Ideally, if string theory is true and fundamental, at some point our grasp of compact manifolds of dimensions 0 to 10 would become sufficiently advanced that we find that there's some natural mechanism in supersymmetric string theory which causes 6 and only 6 of the spatial dimensions of space-time to curl up into a space with N=2 structure (the N=1 projection involves orientifolds, which are sort of like branes except they carry negative tension. They are not part of space-time, they are in it like particles are).
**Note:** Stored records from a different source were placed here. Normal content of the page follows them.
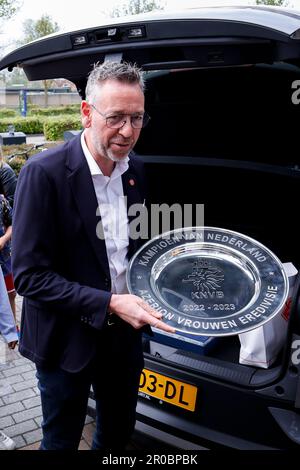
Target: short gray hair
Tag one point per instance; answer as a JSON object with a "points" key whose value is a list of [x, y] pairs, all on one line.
{"points": [[123, 72]]}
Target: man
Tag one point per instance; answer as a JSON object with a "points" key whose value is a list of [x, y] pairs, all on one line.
{"points": [[79, 325]]}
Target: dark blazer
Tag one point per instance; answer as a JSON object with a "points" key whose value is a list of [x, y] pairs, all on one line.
{"points": [[60, 265]]}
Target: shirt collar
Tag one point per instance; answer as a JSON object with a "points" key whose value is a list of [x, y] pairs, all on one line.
{"points": [[120, 167]]}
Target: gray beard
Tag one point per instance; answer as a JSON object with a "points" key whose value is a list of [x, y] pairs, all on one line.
{"points": [[106, 153]]}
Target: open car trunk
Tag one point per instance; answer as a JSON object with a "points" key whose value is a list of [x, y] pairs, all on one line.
{"points": [[226, 138]]}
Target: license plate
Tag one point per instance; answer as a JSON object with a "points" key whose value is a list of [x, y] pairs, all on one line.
{"points": [[170, 390]]}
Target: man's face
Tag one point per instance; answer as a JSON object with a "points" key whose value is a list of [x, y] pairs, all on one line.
{"points": [[112, 98]]}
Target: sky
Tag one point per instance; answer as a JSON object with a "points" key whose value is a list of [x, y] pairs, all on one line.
{"points": [[70, 16]]}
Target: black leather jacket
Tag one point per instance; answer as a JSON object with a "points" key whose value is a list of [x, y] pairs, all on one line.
{"points": [[8, 181]]}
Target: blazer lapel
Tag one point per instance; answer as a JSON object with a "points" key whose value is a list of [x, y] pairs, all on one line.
{"points": [[82, 188]]}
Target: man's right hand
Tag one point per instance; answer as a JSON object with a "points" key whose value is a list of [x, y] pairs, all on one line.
{"points": [[137, 312]]}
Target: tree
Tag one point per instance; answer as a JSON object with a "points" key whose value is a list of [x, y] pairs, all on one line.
{"points": [[39, 28], [7, 8], [134, 7], [276, 3], [35, 30]]}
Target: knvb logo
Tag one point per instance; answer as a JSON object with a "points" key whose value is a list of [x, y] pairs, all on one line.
{"points": [[207, 279]]}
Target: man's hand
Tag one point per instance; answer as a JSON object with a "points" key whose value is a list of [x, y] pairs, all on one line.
{"points": [[136, 312]]}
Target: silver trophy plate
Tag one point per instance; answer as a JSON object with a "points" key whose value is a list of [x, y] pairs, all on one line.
{"points": [[209, 281]]}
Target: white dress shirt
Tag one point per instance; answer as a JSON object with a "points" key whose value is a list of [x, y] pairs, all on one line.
{"points": [[113, 210]]}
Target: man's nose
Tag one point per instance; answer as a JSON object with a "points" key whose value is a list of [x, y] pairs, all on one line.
{"points": [[126, 130]]}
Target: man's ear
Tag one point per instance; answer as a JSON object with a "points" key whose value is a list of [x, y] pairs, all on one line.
{"points": [[85, 114]]}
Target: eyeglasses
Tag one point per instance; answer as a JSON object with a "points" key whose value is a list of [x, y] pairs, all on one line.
{"points": [[117, 121]]}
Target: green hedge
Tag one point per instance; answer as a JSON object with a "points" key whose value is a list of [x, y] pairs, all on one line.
{"points": [[28, 125], [54, 127], [25, 151], [7, 112], [55, 111]]}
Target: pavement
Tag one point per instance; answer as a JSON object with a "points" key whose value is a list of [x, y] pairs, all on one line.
{"points": [[20, 404]]}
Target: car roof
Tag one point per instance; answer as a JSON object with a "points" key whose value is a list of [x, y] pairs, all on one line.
{"points": [[158, 40]]}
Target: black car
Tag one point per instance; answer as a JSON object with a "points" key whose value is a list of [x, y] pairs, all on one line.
{"points": [[223, 93]]}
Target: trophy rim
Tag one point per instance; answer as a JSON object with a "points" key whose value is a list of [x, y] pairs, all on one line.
{"points": [[227, 249]]}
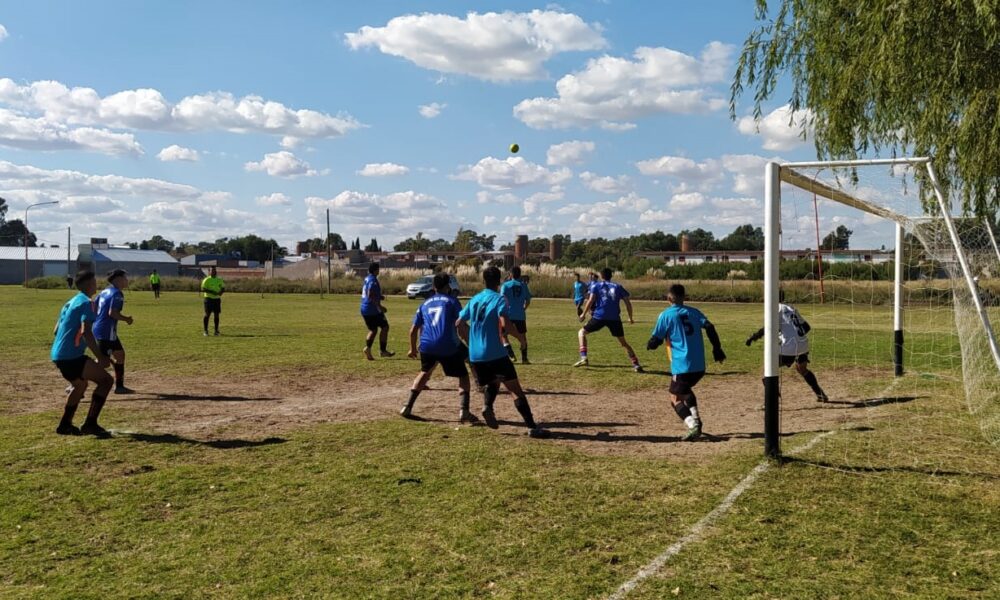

This notion has been considered in the literature. I once saw a talk by an horrifically smart guy who made precisely that point, that we presently don't know why its 6, it could in principle be anything. As such he and his collaborators considered if it were 10 because in the early universe they were all small but only 6 remained small. What if they all did? It's too long ago for me to remember the details but I think 10 dimensional compact physics is somewhat trivial in string theory because you don't have a 'big space' to move about in.

Believe, as I clarified in a previous post, Hawking and/or string theorists aren't saying they believe \$\$10^{500}\$\$ dimensions/universes exist but rather finding the right solution in a huge list of possible solutions is difficult. If you're referring to people researching somewhat 'out there' ideas like M theory they have been lead there by formal analysis of the implications of pretty straight forward principles. All of standard quantum field theory, the most accurate and tested physical model in history, is based on the quantisation of fields into zero dimensional oscillations (point particles). String theory just says "What if the oscillations aren't 0 dimensional but 1 dimensional?". That then leads to oscillations in any number of dimensions (branes), consistent descriptions of quantised gravity (quantum gravity and gravitons) and then fundamental objects of 2 and 5 dimensions (the M2 and M5 branes) namely M theory. Each step provides us with insight into both physical models we know about (gravity/gauge dualities provide insight into QCD via Type II string theory) and thus far unknown areas like quantum gravity.

Compare all of that to believing in a god. There's no evidence at all so just like Bigfoot the rational conclusion is disbelief, saying "I do not believe the claims about the existence of a deity or deities". Please note that's different from saying "I believe god doesn't exist". The former is a rejection of a claim so has no burden of proof while the latter is a claim and so has a burden of proof. Until any rational, logical reason or evidence can be provided there is no reason to have any belief in a god or gods. Besides, Santa told me not to.

Thanks for writing all that down.

Steven Hawking is f***ing retarded! Lets all think in 2D now!